En el Perú, los paliativos no alcanzan a cubrir las necesidades de gran parte de la población que vive en pobreza y pobreza extrema o pertenecen a una precaria clase media. Incluso muchas empresas interrumpirán las cadenas de pagos y procederán a quiebras y despidos. En adición, cada vez que se activan estímulos estatales se deterioran los equilibrios macroeconómicos.

Si a esto se añade que cada vez que se extiende un paliativo, se activan incrementos en el gasto público, oferta monetaria y, eventualmente en la deuda externa, entonces el efecto sobre la economía a largo plazo será más intenso y la recuperación más prolongada. Una situación así podría gatillar un conflicto social alimentado desde varios frentes y con pronóstico reservado, con el agregado de un incremento de la economía informal y muy seguramente, con aumento de la delincuencia urbana.

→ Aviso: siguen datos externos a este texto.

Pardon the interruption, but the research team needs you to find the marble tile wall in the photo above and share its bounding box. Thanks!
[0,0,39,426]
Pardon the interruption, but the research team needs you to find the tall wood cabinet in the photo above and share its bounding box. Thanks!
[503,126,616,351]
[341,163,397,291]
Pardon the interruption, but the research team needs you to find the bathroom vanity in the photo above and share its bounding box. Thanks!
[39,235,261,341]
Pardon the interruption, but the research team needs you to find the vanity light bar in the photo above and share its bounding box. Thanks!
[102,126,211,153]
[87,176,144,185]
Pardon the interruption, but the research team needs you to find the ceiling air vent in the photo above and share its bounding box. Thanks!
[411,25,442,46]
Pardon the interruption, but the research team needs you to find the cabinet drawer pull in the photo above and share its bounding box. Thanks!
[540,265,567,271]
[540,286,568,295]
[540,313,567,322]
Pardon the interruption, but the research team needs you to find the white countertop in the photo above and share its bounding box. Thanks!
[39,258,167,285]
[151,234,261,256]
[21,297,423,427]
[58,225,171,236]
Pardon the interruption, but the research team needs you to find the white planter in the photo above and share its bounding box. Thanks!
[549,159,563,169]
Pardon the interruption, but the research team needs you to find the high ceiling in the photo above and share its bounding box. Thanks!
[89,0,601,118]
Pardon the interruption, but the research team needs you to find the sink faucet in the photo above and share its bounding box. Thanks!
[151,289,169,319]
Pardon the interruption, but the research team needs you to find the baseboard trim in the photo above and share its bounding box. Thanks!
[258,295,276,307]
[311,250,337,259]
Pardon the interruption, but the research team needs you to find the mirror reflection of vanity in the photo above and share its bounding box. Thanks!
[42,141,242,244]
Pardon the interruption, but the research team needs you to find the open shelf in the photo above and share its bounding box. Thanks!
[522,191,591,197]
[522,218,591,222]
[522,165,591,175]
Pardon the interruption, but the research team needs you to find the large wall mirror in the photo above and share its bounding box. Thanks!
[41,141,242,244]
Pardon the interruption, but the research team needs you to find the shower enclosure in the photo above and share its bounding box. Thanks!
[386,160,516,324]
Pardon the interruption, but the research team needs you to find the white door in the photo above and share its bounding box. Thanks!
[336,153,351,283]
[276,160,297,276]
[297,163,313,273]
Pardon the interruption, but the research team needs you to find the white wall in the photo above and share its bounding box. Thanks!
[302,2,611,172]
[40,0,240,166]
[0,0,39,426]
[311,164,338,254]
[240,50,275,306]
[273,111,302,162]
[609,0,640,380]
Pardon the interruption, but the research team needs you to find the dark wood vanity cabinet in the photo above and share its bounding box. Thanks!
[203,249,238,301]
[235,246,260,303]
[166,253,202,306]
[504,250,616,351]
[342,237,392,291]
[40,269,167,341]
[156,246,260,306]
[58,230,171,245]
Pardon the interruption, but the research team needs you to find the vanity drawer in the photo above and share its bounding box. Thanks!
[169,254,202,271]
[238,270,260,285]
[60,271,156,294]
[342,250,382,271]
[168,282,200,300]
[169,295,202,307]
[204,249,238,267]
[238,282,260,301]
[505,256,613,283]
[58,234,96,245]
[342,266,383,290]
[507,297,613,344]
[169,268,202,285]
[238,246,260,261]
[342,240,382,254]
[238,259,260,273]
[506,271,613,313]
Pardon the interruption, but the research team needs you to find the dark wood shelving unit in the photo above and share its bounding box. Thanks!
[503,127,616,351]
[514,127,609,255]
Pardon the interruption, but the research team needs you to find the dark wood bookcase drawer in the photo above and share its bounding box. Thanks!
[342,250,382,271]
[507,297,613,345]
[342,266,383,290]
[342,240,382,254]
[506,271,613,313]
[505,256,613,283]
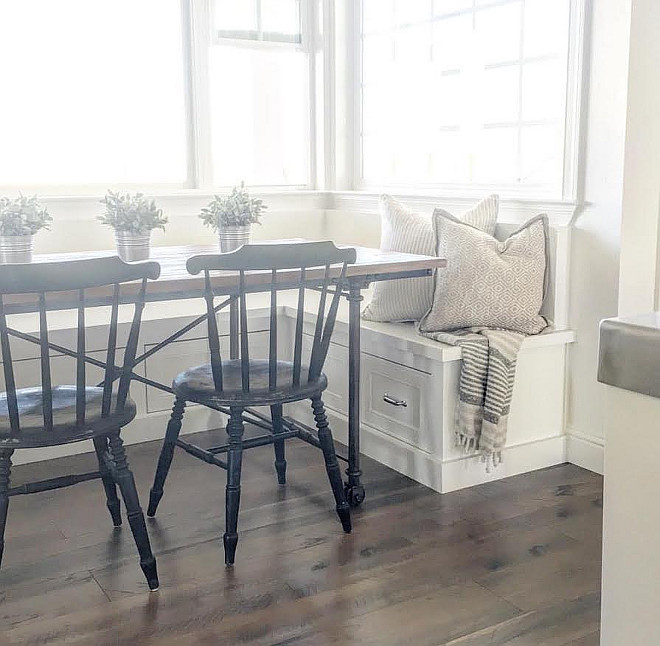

Por cierto, un apocalíptico escenario como este, que en este punto está más cerca de la prognosis realista que de la ciencia ficción, también generaría sus propias bajas en la población. Por tanto, en estos días de cuarentena, habrá que tratar de aplanar, todo lo que se pueda, la curva de crecimiento exponencial del contagio. Para esto, el rigor para el cumplimiento debe ser draconiano. Porque ya no será viable confinar a la gente. Si queremos salvar vidas, debemos balancear dos riesgos: el de contagio y el de empobrecimiento. Terrible trade off. Terrible decisión.